Anche il rapporto con la (ex) compagna Vania Rossi, un po’ entra di prepotenza nella trama, un po’ resta inespresso come nel finale, che ho trovato decisamente frettoloso.
Poi c’è qualcosa di troppo.
C’è troppa attenzione al doping: pare di stare in una farmacia! Lunghi elenchi di sostanze e di effetti dell’uso delle stesse, tanto che alla fine ti scivolano quasi via nella lettura, senza neppure impressionarti.

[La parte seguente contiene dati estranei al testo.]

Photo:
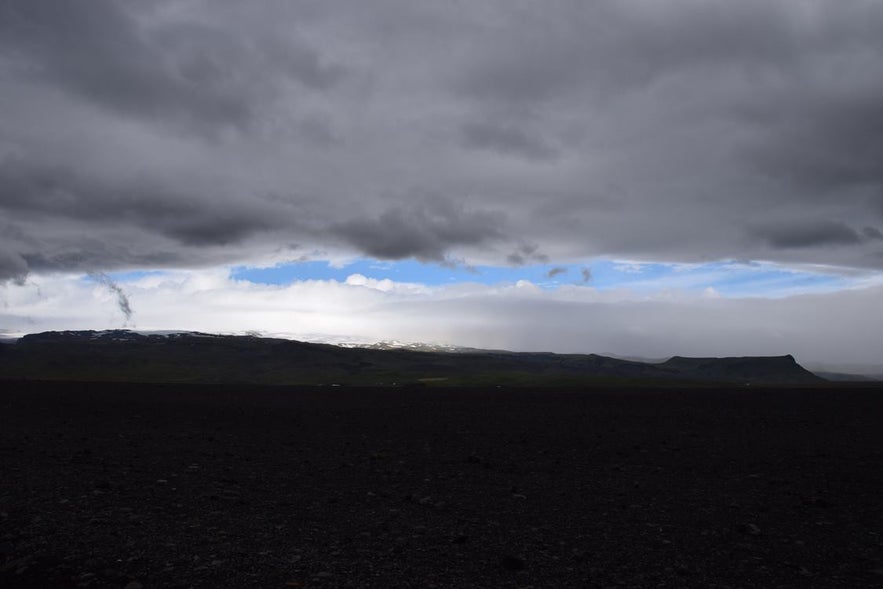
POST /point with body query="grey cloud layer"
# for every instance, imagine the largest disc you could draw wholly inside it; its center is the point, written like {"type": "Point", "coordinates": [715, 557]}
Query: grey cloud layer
{"type": "Point", "coordinates": [172, 133]}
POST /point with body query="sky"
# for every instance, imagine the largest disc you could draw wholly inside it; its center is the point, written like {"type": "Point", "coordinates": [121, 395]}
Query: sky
{"type": "Point", "coordinates": [636, 177]}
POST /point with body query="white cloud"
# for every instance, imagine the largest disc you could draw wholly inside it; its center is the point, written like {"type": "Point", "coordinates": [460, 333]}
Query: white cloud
{"type": "Point", "coordinates": [842, 326]}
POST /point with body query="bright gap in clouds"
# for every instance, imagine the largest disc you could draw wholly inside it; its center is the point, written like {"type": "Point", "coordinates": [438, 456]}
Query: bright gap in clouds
{"type": "Point", "coordinates": [733, 279]}
{"type": "Point", "coordinates": [651, 310]}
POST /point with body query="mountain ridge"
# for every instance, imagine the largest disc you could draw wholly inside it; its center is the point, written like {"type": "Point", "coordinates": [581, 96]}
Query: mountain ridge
{"type": "Point", "coordinates": [124, 355]}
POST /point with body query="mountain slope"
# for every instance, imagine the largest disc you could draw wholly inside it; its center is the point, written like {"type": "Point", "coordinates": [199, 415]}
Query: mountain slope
{"type": "Point", "coordinates": [121, 355]}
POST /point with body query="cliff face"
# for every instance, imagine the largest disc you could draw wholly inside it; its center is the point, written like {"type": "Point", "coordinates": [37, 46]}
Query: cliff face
{"type": "Point", "coordinates": [750, 369]}
{"type": "Point", "coordinates": [121, 355]}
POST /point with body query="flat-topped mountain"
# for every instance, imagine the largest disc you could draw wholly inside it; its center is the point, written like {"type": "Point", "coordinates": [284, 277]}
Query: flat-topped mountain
{"type": "Point", "coordinates": [123, 355]}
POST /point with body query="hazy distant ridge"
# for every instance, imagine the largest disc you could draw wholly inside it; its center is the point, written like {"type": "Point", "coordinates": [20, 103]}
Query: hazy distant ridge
{"type": "Point", "coordinates": [123, 355]}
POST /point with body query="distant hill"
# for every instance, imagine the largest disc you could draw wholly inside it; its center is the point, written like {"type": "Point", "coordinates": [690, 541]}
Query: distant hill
{"type": "Point", "coordinates": [122, 355]}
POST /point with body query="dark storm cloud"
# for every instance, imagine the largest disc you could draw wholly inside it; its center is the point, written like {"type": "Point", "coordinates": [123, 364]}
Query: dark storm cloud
{"type": "Point", "coordinates": [527, 253]}
{"type": "Point", "coordinates": [678, 130]}
{"type": "Point", "coordinates": [423, 230]}
{"type": "Point", "coordinates": [506, 140]}
{"type": "Point", "coordinates": [823, 233]}
{"type": "Point", "coordinates": [183, 72]}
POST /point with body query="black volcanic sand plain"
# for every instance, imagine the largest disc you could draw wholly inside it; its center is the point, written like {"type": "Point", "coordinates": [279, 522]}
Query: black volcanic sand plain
{"type": "Point", "coordinates": [146, 485]}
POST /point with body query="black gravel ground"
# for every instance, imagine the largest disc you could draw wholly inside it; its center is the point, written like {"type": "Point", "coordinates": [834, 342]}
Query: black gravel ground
{"type": "Point", "coordinates": [121, 485]}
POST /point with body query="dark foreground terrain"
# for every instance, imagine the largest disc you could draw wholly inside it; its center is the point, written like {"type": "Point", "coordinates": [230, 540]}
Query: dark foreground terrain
{"type": "Point", "coordinates": [120, 485]}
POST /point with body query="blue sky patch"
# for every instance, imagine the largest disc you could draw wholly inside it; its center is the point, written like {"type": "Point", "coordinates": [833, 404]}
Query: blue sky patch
{"type": "Point", "coordinates": [734, 279]}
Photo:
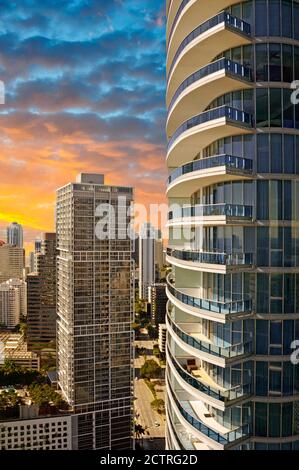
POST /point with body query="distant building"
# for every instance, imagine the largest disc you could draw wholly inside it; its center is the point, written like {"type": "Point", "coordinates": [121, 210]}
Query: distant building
{"type": "Point", "coordinates": [12, 262]}
{"type": "Point", "coordinates": [38, 245]}
{"type": "Point", "coordinates": [38, 433]}
{"type": "Point", "coordinates": [157, 298]}
{"type": "Point", "coordinates": [41, 295]}
{"type": "Point", "coordinates": [31, 262]}
{"type": "Point", "coordinates": [147, 274]}
{"type": "Point", "coordinates": [135, 254]}
{"type": "Point", "coordinates": [12, 302]}
{"type": "Point", "coordinates": [95, 313]}
{"type": "Point", "coordinates": [162, 337]}
{"type": "Point", "coordinates": [15, 235]}
{"type": "Point", "coordinates": [15, 350]}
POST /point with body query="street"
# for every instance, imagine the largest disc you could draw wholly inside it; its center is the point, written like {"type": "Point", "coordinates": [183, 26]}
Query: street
{"type": "Point", "coordinates": [155, 435]}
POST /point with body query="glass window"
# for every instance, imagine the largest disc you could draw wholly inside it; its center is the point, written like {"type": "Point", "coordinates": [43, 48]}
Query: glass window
{"type": "Point", "coordinates": [263, 246]}
{"type": "Point", "coordinates": [263, 153]}
{"type": "Point", "coordinates": [263, 200]}
{"type": "Point", "coordinates": [261, 18]}
{"type": "Point", "coordinates": [289, 154]}
{"type": "Point", "coordinates": [288, 109]}
{"type": "Point", "coordinates": [275, 62]}
{"type": "Point", "coordinates": [275, 200]}
{"type": "Point", "coordinates": [261, 378]}
{"type": "Point", "coordinates": [274, 15]}
{"type": "Point", "coordinates": [274, 419]}
{"type": "Point", "coordinates": [288, 381]}
{"type": "Point", "coordinates": [262, 107]}
{"type": "Point", "coordinates": [288, 336]}
{"type": "Point", "coordinates": [286, 11]}
{"type": "Point", "coordinates": [262, 337]}
{"type": "Point", "coordinates": [276, 153]}
{"type": "Point", "coordinates": [289, 293]}
{"type": "Point", "coordinates": [275, 107]}
{"type": "Point", "coordinates": [262, 63]}
{"type": "Point", "coordinates": [287, 55]}
{"type": "Point", "coordinates": [275, 381]}
{"type": "Point", "coordinates": [287, 419]}
{"type": "Point", "coordinates": [261, 419]}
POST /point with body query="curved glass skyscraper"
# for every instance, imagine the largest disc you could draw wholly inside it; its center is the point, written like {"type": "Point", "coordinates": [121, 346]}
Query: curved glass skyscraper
{"type": "Point", "coordinates": [233, 189]}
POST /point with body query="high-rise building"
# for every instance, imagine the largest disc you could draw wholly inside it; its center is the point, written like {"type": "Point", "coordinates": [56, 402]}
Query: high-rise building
{"type": "Point", "coordinates": [41, 295]}
{"type": "Point", "coordinates": [157, 299]}
{"type": "Point", "coordinates": [15, 234]}
{"type": "Point", "coordinates": [147, 273]}
{"type": "Point", "coordinates": [159, 261]}
{"type": "Point", "coordinates": [10, 305]}
{"type": "Point", "coordinates": [233, 159]}
{"type": "Point", "coordinates": [95, 311]}
{"type": "Point", "coordinates": [12, 262]}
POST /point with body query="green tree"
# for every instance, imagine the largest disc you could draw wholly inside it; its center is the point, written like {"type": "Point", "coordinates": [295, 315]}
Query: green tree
{"type": "Point", "coordinates": [139, 431]}
{"type": "Point", "coordinates": [158, 405]}
{"type": "Point", "coordinates": [150, 369]}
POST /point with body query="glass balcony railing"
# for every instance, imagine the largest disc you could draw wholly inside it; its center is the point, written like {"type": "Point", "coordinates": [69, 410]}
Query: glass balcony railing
{"type": "Point", "coordinates": [230, 21]}
{"type": "Point", "coordinates": [232, 114]}
{"type": "Point", "coordinates": [239, 391]}
{"type": "Point", "coordinates": [208, 210]}
{"type": "Point", "coordinates": [224, 259]}
{"type": "Point", "coordinates": [229, 352]}
{"type": "Point", "coordinates": [235, 163]}
{"type": "Point", "coordinates": [238, 433]}
{"type": "Point", "coordinates": [243, 305]}
{"type": "Point", "coordinates": [180, 9]}
{"type": "Point", "coordinates": [234, 68]}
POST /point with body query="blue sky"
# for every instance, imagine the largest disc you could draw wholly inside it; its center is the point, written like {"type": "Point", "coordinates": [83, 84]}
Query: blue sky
{"type": "Point", "coordinates": [84, 91]}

C’è troppo racconto del Riccò ragazzino e poco, in proporzione, del Riccò ciclista professionista: il passaggio alla Ceramica Flaminia è solo tratteggiato, la trattativa con la Quick-Step salta entro poche righe, la parentesi Vacansoleil meritava di essere più e meglio ricostruita, anche perché è quella che stava portando il ragazzo alla morte per doping, non proprio uno scherzo.
Ci sono troppe insinuazioni, incarnate dai “ciclisti di 80 kg che spianano le montagne” che ricorrono in un paio di passaggi o negli strali lanciati contro Gianetti, che comunque non è stato certo uno stinco di santo quando correva.
Infine c’è troppo, troppissimo riferimento a Marco Pantani e a Riccò come un nuovo Pantani: l’ho trovato quasi fastidioso.
Detto tutto questo, “Cuore di cobra – Confessioni di un ciclista pericoloso” resta comunque un libro che – secondo me – bisogna leggere, fosse anche solo per farsi la propria idea o perché è piuttosto veloce, mai noioso, al massimo piuttosto superficiale.
Piccola nota: l’ho cercato anche in biblioteca senza successo, quindi “mi è toccato” acquistarlo. Ma a conti fatti, è una scelta che non rimpiango.